Teklifle, Yargıtay tarafından verilen onama veya düzelterek onama kararının bölge adliye mahkemesine uğramaksızın doğrudan ilk derece mahkemesine gönderilmesi öngörülmektedir. Böylelikle bölge adliye mahkemesinde herhangi bir işlem yapılması gerekmeyen ve ilk derece mahkemesi tarafından verilen kararı kesinleştiren bu kararlar bakımından bir an önce infaz aşamasına geçilmesi, diğer taraftan, bölge adliye mahkemesindeki kalem işleri azaltılmak suretiyle, zaman ve emek kaybının da önüne geçilmesi sağlanmaktadır.

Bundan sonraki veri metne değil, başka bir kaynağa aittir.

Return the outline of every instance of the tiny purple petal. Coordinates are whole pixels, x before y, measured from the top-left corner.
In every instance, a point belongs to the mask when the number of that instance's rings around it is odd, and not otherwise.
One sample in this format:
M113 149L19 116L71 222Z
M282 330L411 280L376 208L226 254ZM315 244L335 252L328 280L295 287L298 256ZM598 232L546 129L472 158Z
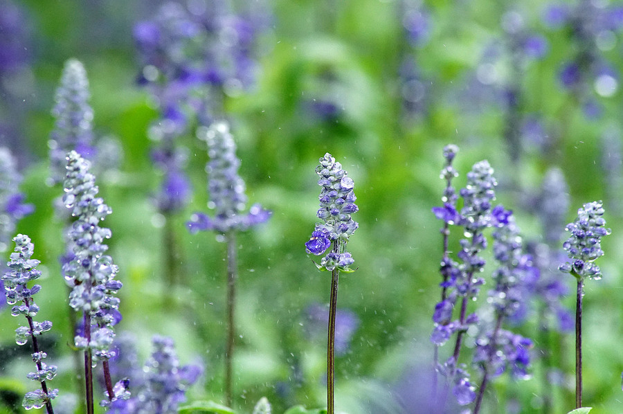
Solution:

Teklifle, bölge adliye mahkemesi tarafından istinaf başvurusunun esastan reddine dair verilen kararlar Yargıtay tarafından bozulduğunda dosyanın bölge adliye mahkemesi yerine ilk derece mahkemesine gönderilmesi sağlanmaktadır. Bölge adliye mahkemesi tarafından istinaf başvurusunun esastan reddi dışında verdiği kararlarla ilgili olarak da Yargıtayca verilecek bozma kararları bölge adliye mahkemesine gönderilmeye devam edilecektir. Böylelikle, ilk derece mahkemesi kararında herhangi bir değişiklik yapmayan bölge adliye mahkemesi kanun yolu incelemesi sonunda sistem dışı bırakılarak delilleri toplayan ve kararı veren ilk derece mahkemesinin Yargıtay bozma kararı üzerine doğrudan işlem yapması sağlanmakta ve yargılama süreci bu anlamda hızlandırılmaktadır.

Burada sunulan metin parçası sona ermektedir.